Milieu
Nederlandse ongerustheid over Belgisch energiebeleid
Het Belgisch parlement sloot zijn lang verwachte, maar uiterst kort gehouden, energiedebat met het besluit tot uitbreiding van het kern‘park’ te Doel (van 3 naar 5 centrales) en de heropening van Eurochemic te Mol.
De beslissing van de Belgische Kamer wekte grote teleurstelling bij de Nederlandse regering. Men had de hoop geuit eerst nog te kunnen praten met de Belgische regering maar bij monde van Staatssecretaris voor Milieu, Mevr. Lambers-Hacquebard, kon men vernemen dat alle initiatieven zijn ‘afgeketst op onwil of gebrek aan interesse van Belgische kant’.

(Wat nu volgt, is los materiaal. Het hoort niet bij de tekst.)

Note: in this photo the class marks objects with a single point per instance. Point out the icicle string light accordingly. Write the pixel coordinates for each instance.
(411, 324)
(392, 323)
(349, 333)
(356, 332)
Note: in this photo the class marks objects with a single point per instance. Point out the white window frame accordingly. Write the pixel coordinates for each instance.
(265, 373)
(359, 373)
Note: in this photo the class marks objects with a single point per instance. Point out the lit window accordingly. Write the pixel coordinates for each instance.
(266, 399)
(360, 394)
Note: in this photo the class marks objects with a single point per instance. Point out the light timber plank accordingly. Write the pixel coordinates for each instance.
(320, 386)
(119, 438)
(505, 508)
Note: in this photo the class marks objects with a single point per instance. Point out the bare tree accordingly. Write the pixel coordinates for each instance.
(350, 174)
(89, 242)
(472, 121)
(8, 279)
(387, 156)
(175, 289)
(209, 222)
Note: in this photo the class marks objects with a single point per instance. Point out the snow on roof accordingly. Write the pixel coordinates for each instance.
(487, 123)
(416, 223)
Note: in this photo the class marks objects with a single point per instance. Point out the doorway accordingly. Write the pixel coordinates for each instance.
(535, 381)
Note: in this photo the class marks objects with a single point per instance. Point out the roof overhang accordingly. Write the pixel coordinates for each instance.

Met name in Zuid-Nederland (Zeeland en Noord-Brabant) begint de ongerustheid toe te nemen.
T. Brugman, tot voor kort gedeputeerde voor milieuzaken van de provincie Noord-Brabant verklaarde o.m. dat men in België even gemakkelijk een kerncentrale als een viaduct bouwt: ‘De bewustwording over kernenergie is daar (België n.v.d.r.) nog een punt waar wij in Nederland tien jaar geleden op zaten. Kernenergie is in België volledig geaccepteerd, ze begrijpen gewoonweg niet waar wij zo moeilijk over doen’.
Ook over de heropening van de opwerkingsfabriek Eurochemic is men in Nederland niet te spreken. Dit bedrijf werd in 1974 stilgelegd omdat er geen uitzicht bestond op een commerciële exploitatie van het bedrijf. Hoewel er nog steeds geen oplossing is gevonden waar men heen moet met de uitgewerkte splijtstofstaven (en de bijna 3000 m3 middelmatig tot hoog radioactief afval dat sinds 1974 bovengronds ligt opgeslagen) overweegt de Belgische overheid, sinds kort eigenaar van de installatie, de heropening. T. Brugman hierover: ‘De provinciale bestuurders van Belgische zijde zien er gewoon de zin niet van in om meer informatie over Mol te geven, laat staan dat ze willen praten over het opstellen van grensoverschrijdende rampenplannen. Ook ons Ministerie van Volksgezondheid en milieuhygiëne heeft druk uitgeoefend op België maar het helpt niets’.